Tuesday, March 3, 2009

Intentions

We are planning a move to Redding—20 minutes from here. Local taxes went up $800/month, and I’m tired of the expense. The kids don’t want to move—they like their school, they love their friends. They fear we are poor—they ask me and I tell them we are not. But I don’t know how to explain why I am forcing a move without explaining that this town we’re in is too pricey, and we can live easier elsewhere. I have, I’m sure, handled this all wrong.
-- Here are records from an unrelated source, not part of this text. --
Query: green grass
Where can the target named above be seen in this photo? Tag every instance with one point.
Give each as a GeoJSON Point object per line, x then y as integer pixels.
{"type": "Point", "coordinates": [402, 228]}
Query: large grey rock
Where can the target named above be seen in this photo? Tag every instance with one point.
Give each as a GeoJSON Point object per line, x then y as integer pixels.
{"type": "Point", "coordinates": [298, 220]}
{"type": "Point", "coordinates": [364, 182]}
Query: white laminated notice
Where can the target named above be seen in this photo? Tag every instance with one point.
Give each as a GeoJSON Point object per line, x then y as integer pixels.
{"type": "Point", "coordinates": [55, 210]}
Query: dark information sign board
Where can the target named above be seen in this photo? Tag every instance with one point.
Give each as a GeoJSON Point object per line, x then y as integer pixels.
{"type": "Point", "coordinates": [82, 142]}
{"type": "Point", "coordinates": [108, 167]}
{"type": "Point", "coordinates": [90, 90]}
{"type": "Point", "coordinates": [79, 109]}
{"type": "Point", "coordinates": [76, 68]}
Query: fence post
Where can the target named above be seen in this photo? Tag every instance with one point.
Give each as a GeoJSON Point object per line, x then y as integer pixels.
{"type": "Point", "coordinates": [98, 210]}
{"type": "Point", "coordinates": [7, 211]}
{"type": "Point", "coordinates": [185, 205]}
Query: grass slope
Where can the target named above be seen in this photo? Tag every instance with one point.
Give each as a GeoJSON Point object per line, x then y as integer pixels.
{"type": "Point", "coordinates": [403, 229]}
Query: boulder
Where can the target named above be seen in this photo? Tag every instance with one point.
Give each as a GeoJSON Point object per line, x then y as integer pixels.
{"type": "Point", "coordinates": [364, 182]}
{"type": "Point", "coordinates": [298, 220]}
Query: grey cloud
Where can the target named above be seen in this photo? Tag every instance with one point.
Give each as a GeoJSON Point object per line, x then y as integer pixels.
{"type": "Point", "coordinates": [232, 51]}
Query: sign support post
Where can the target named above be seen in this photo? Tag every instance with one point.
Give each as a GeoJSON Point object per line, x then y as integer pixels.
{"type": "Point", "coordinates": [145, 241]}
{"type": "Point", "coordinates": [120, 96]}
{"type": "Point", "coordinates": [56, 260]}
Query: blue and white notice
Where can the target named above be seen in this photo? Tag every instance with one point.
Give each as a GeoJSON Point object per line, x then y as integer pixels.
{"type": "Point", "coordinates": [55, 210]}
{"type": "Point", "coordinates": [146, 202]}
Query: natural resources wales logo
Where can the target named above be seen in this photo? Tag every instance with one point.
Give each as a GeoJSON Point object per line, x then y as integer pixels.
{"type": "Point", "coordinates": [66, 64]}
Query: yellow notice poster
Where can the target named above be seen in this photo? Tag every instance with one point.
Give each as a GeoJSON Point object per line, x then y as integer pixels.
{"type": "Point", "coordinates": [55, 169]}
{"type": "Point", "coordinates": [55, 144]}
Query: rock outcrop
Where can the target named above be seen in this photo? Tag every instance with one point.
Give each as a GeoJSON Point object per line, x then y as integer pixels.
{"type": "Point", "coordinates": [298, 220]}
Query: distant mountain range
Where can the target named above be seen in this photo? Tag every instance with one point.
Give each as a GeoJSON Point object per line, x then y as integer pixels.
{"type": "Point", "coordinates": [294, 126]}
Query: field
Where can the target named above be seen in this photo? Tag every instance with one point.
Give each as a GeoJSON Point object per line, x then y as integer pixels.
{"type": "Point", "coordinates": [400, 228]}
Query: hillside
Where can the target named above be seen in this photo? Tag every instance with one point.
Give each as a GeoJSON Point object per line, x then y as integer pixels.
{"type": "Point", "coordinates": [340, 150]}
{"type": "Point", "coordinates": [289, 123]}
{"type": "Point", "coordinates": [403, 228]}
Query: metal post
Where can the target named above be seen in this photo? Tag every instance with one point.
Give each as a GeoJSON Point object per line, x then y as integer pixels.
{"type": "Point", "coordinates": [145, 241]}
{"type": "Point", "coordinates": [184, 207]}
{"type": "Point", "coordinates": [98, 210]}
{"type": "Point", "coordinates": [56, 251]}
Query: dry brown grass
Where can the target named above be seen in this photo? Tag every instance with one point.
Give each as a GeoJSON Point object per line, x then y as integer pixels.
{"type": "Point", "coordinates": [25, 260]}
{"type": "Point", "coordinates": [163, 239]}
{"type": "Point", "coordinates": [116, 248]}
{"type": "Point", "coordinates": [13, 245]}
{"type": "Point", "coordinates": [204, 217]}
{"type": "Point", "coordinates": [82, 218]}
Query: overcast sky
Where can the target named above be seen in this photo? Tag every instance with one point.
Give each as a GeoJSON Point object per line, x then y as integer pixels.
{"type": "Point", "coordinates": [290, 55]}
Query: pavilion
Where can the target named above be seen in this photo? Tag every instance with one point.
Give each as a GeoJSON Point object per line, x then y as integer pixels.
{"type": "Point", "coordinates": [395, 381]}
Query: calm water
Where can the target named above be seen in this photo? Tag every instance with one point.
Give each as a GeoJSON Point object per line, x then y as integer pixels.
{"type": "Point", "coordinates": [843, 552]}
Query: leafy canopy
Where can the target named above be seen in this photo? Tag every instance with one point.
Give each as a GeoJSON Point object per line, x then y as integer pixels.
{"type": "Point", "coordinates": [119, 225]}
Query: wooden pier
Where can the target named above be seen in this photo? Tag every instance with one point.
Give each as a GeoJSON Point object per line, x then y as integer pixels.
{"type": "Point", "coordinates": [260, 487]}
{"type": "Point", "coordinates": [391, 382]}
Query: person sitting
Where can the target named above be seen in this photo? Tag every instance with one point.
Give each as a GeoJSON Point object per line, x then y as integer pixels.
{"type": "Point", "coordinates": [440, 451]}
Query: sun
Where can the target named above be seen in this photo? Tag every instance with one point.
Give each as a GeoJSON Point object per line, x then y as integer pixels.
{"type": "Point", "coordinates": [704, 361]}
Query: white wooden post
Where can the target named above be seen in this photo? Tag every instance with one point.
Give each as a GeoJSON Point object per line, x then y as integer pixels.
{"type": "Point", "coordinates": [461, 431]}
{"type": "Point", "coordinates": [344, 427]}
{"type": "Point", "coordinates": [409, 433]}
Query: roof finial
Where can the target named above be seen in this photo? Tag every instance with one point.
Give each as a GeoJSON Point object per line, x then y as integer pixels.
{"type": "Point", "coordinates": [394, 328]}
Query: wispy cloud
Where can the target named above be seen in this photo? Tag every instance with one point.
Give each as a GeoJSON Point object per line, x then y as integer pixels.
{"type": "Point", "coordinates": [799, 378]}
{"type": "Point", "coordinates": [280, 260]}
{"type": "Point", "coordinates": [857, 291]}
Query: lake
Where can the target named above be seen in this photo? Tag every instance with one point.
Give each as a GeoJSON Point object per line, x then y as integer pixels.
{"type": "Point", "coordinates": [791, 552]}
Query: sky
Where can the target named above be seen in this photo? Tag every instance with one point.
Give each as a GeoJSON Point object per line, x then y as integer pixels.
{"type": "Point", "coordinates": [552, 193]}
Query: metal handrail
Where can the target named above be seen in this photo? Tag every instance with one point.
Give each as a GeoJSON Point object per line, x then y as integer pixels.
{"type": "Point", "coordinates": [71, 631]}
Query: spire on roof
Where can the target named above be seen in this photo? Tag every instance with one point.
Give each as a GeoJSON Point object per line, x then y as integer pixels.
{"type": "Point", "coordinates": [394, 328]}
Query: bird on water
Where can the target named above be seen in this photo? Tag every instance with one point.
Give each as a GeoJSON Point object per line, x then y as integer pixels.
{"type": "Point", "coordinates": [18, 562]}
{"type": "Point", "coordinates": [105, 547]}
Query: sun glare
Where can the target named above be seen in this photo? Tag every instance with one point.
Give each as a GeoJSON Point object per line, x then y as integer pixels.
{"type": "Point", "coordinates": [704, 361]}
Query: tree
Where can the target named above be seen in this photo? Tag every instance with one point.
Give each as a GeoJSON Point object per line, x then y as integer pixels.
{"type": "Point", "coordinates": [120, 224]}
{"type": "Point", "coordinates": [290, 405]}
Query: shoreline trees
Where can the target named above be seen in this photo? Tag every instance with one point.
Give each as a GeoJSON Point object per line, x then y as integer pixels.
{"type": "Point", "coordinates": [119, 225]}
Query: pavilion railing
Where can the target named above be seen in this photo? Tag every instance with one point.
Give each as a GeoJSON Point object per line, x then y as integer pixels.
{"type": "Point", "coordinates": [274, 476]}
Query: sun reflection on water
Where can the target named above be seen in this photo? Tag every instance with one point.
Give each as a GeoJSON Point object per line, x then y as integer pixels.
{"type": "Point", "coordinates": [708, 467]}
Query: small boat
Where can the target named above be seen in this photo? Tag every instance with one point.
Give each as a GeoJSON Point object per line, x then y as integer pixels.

But there you go.

***
They fought like cats and dogs all day yesterday—stuck in the house with a snow day, Liam with his cast, and Maisie out of some twisted solidarity or sheer disinterest in playing outside alone. They pulled an 8-foot bookcase away from the wall so that they could climb into a small closet behind it—a bookcase packed with stories I love that would’ve killed them if they’d only miscalculated a bit. They pondered the things they might do to get into the Guinness Book of World Records, and Liam determined that he could claim two things: 1) an enormous collection of elephant figurines; 2) his ability to stick a needle in his thumb 32 times.

“Wait—what??”—my head snaps up, and I’m waiting.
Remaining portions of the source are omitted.